The stuff in locals and rcpthosts looks good to me - I have similar entries on my qmail server.

----------

## dcstimm

Thanks guys!  I got it working, it was something to do with dot-forword....

thanks!

----------

## procrustes

Exactly how did you go about fixing the problem?

I'm having a similar issue, and I've seen some .forwards in config files running around, but I'm not sure what to do with them.

Thanks.

----------

## JB

This can be a we-tad frusterating.. how did you do the dot-foward thing?

and do any additional users have to be a member of any groups? to be allowed to recieve mail?

----------

## rac

No, you don't have to be a member of a special group to receive mail.  I get  :Sad:  when people don't bother to post how they resolved things, especially after people spend time helping them debug.

----------

## JB

somewhat rude no doubt

----------

## Messiah

Well I got a tip for you guys.

Look at your logfiles. Especially these ones:

/var/log/qmail/qmail-pop3d/current

/var/log/qmail/qmail-smtpd/current

They giva *a lot* of info.

----------

## JB

The logs are not at all helpful, From a bare install of just qmail it seems to deliver mail to:

/var/qmail/alias/.maildir/ 

but i need it to go to $home/.maildir/

it rejects new users as unknown, but sends to root@host.domain

and delivers to the above listed dir. All i need is for qmail to deliver to $HOME/.maildir/. I have the needed $HOME/.qmail and $HOME/.qmail-default files containing ./.maildir/ but this doesnt matter qmail just iqnores them.

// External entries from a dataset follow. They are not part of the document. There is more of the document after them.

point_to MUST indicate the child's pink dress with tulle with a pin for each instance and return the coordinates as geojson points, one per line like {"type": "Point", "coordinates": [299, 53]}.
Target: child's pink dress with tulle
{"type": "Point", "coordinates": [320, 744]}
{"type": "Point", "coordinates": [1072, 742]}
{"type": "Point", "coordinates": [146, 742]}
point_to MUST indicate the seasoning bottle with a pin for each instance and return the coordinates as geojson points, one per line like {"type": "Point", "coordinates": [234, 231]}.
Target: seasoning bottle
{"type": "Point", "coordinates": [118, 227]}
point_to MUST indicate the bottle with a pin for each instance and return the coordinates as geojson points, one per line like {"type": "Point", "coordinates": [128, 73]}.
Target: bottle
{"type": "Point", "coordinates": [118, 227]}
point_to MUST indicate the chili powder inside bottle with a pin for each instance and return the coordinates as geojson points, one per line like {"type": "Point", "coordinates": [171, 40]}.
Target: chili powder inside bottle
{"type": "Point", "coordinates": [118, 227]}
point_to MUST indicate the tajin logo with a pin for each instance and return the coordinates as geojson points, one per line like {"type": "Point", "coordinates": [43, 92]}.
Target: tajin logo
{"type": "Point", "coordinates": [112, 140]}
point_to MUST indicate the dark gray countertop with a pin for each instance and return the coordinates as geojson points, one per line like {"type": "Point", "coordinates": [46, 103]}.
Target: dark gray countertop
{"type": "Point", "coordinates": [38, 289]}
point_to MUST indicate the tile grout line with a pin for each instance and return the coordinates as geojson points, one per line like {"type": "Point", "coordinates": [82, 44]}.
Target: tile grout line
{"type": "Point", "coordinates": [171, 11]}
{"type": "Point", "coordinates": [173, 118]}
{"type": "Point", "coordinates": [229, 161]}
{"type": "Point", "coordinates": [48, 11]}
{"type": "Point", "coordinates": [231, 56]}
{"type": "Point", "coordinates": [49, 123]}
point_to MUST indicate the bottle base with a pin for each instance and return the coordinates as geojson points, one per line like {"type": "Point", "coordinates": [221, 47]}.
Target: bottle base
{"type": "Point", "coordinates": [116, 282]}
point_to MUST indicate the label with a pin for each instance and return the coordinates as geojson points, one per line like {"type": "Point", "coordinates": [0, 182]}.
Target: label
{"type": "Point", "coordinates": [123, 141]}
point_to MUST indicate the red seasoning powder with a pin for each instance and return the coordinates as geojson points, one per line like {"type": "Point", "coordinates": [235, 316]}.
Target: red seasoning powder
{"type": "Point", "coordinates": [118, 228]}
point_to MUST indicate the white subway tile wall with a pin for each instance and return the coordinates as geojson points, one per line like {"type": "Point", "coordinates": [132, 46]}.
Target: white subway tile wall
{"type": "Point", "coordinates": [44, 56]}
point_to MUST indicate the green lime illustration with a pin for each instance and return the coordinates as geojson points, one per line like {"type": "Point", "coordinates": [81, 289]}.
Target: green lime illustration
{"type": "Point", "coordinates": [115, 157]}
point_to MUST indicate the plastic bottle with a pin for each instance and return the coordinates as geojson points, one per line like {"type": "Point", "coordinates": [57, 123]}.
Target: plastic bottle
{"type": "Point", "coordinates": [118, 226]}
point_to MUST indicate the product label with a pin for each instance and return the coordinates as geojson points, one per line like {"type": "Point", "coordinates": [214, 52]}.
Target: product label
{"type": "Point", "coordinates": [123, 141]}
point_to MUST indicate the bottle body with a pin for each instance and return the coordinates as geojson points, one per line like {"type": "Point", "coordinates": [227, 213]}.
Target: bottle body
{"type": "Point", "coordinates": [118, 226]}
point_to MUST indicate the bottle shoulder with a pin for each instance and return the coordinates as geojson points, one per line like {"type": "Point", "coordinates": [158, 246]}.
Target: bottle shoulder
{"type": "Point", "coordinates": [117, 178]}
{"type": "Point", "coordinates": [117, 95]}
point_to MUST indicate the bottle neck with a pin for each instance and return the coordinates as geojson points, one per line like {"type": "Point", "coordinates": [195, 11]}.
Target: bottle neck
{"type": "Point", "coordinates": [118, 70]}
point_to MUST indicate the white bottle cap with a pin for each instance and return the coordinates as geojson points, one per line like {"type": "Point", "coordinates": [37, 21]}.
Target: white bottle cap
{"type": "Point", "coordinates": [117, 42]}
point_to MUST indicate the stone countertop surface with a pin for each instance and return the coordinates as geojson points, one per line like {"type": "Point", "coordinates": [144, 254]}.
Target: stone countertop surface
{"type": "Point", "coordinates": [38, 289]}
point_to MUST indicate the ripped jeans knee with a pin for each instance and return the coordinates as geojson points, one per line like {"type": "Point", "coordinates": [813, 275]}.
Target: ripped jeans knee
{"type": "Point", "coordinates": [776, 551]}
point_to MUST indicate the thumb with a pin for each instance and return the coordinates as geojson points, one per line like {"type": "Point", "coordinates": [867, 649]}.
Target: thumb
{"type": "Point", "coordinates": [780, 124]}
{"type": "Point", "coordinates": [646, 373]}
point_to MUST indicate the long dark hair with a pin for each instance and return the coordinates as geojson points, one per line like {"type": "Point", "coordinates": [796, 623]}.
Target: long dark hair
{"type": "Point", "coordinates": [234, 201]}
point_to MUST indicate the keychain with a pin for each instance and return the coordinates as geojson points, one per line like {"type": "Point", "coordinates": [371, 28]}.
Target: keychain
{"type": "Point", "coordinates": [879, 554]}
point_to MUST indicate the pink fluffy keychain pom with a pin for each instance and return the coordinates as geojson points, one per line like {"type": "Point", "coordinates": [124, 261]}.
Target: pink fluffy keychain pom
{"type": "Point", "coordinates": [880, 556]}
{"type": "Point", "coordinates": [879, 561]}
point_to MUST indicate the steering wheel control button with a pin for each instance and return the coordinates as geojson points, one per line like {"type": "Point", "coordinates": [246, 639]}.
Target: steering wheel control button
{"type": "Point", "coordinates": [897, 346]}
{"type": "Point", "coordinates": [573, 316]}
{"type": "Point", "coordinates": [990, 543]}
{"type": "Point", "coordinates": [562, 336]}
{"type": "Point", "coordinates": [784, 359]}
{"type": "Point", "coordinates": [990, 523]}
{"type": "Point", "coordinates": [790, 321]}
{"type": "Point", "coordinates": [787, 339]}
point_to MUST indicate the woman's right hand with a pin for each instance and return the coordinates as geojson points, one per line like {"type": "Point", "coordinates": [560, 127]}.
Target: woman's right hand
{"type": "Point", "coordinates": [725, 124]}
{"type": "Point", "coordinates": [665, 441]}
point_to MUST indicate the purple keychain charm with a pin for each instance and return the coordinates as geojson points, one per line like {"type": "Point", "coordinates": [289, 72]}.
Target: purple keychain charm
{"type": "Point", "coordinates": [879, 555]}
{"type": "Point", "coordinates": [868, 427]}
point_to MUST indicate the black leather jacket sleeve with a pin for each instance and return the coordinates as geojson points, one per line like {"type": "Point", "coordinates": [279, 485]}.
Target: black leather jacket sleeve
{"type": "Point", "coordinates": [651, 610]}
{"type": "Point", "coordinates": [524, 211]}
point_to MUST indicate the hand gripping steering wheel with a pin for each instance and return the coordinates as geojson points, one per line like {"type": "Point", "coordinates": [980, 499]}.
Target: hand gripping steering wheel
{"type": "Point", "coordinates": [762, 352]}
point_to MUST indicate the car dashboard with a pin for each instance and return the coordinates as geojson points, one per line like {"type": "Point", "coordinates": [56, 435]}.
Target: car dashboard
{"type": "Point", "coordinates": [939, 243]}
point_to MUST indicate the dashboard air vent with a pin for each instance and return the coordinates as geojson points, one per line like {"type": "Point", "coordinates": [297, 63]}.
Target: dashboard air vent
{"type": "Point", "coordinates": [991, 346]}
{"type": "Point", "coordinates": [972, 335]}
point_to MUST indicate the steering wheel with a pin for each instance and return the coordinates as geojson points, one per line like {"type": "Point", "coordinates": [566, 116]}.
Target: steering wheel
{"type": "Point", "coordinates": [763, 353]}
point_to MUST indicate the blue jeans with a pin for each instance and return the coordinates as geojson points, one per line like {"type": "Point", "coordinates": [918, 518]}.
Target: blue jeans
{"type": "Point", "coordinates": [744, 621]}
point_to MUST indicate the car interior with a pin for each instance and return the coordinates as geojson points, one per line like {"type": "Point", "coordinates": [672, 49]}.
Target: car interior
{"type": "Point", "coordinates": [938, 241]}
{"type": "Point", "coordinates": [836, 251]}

My /var/qmail/control/defaultdelivery contains 

|dot-forward .forward

./.maildir/

So i was thinking It has something to do with dot-forward so i changed /var/qmail/control/defaultdelivery to:

#|dot-forward .forward

./.maildir/

my /var/qmail/rc file is default so it points to /var/qmail/control/defaultdelivery so I know that cant be it.

Am I maybe supposed to have something like "USE="maildir"" in /etc/make.conf or something before compiling.

I have been through everything that I can find if anyone can help please let me know! THX

----------

## Larde

Please have a look here, not having populated /var/qmail/users/assign might be the problem.

Yours,

Larde.

----------